La réunion des chefs d’état-major des pays membres de la Communauté économique des États de l’Afrique de l’Ouest (Cédéao) s’est ouverte ce mardi à Freetown en Sierra Leone. Pendant trois jours les hauts gradés de ces pays vont plancher sur le devenir de la « Force en attente » dont l’un des objectifs est de lutter contre le terrorisme dans la sous-région.
Sur la photo de famille de la cérémonie d’ouverture de la rencontre, tous les chefs d’état-majors conviés n’étaient pas présents. Le général Amara Idara Bangura, chef des forces sierra-léonaises qui recevait ses frères d’armes de la sous-région, a tenu à rassurer lors de son intervention : « Aucun pays membre de la Communauté économique des États de l’Afrique de l’Ouest n’est opposé à la mise sur pied rapide de la Force en attente, bien au contraire », a-t-il affirmé.

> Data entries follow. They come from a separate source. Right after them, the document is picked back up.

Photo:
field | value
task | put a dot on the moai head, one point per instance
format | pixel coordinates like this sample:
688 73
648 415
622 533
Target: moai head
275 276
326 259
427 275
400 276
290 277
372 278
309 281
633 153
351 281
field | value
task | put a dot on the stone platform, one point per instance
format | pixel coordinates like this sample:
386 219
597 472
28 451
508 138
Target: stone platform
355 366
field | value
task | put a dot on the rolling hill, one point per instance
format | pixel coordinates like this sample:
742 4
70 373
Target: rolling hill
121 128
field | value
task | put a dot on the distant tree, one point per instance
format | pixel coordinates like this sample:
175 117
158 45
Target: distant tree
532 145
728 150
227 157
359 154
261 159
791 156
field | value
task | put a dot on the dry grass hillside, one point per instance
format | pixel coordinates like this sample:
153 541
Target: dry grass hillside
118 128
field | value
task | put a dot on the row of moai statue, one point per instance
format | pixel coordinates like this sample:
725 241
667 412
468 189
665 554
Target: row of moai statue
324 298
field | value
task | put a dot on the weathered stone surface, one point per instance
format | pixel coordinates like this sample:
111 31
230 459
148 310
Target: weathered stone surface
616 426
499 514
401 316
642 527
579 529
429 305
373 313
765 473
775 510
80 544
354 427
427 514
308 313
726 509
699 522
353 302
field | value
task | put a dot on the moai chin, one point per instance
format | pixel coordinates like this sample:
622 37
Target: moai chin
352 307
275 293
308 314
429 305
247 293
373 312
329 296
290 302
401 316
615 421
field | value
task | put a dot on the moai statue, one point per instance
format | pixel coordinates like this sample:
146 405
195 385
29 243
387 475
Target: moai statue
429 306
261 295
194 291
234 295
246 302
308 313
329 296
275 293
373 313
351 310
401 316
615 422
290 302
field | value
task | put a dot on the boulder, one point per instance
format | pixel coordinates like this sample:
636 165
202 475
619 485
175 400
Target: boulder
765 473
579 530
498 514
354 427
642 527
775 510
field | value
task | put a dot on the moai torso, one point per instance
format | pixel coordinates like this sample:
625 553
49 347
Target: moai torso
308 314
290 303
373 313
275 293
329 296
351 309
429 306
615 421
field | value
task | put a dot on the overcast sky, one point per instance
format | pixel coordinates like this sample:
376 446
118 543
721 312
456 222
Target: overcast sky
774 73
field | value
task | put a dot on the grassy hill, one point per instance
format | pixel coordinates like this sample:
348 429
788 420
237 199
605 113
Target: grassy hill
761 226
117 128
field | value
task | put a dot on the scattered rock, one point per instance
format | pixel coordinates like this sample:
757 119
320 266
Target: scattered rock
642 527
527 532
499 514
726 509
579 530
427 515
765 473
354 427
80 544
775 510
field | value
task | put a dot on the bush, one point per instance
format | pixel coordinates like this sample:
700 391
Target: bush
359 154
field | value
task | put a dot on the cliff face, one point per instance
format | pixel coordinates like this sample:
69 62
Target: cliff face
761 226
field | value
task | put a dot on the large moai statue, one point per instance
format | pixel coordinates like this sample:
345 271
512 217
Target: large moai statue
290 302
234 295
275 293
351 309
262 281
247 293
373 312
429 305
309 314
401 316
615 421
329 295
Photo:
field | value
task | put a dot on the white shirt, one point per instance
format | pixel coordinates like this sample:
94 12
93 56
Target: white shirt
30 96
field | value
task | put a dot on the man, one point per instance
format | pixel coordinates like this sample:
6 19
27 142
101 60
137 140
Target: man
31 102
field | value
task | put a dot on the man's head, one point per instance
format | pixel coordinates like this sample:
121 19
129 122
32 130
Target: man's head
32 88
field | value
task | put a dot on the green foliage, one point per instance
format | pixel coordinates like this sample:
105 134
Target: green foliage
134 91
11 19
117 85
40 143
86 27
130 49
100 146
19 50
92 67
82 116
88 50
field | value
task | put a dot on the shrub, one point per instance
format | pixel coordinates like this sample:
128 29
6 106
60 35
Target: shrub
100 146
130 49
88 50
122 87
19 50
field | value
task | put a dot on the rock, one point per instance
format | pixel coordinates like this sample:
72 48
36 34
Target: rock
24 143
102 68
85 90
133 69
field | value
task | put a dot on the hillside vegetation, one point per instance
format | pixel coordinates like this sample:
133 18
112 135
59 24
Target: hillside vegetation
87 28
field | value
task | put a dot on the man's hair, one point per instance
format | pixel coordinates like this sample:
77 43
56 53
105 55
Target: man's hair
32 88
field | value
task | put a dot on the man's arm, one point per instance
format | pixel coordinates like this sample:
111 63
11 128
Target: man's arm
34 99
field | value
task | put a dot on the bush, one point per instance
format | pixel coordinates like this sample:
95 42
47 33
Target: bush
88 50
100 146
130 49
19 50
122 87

Le président de son pays, le général Julius Maada Bio, par ailleurs président en exercice de l’organisation régionale, a le soutien ferme de ses pairs, a-t-il ajouté. Au cours de la réunion, chaque pays devrait annoncer le nombre de soldats qu’il mettra à la disposition de la force. On s’attend dans une première phase à près de 2 000 hommes mobilisés.
La coopération avec le Mali, le Niger et le Burkina en question
Dans les couloirs de la réunion, des voix se sont déjà levées pour affirmer que les États membres devaient d’abord compter sur nos propres ressources au lieu d’attendre un financement de l’extérieur. L’ambition est de mobiliser avant la fin de l’année en cours un premier contingent opérationnel pour faire face à la menace terroriste. Dans le collimateur, les jihadistes de l’État islamique au Sahel et ceux affiliés à al-Qaïda. Leur progression vers les pays côtiers d’Afrique de l’Ouest inquiète.
Également au centre des discussions, la coopération avec le Mali, le Niger et le Burkina Faso, trois pays dirigés par des militaires qui ont claqué la porte de la Cédéao pour créer l’Alliance des États du Sahel. Les deux organisations doivent travailler main dans la main sur les questions de sécurité, ont reconnu plusieurs participants à la rencontre de Freetown.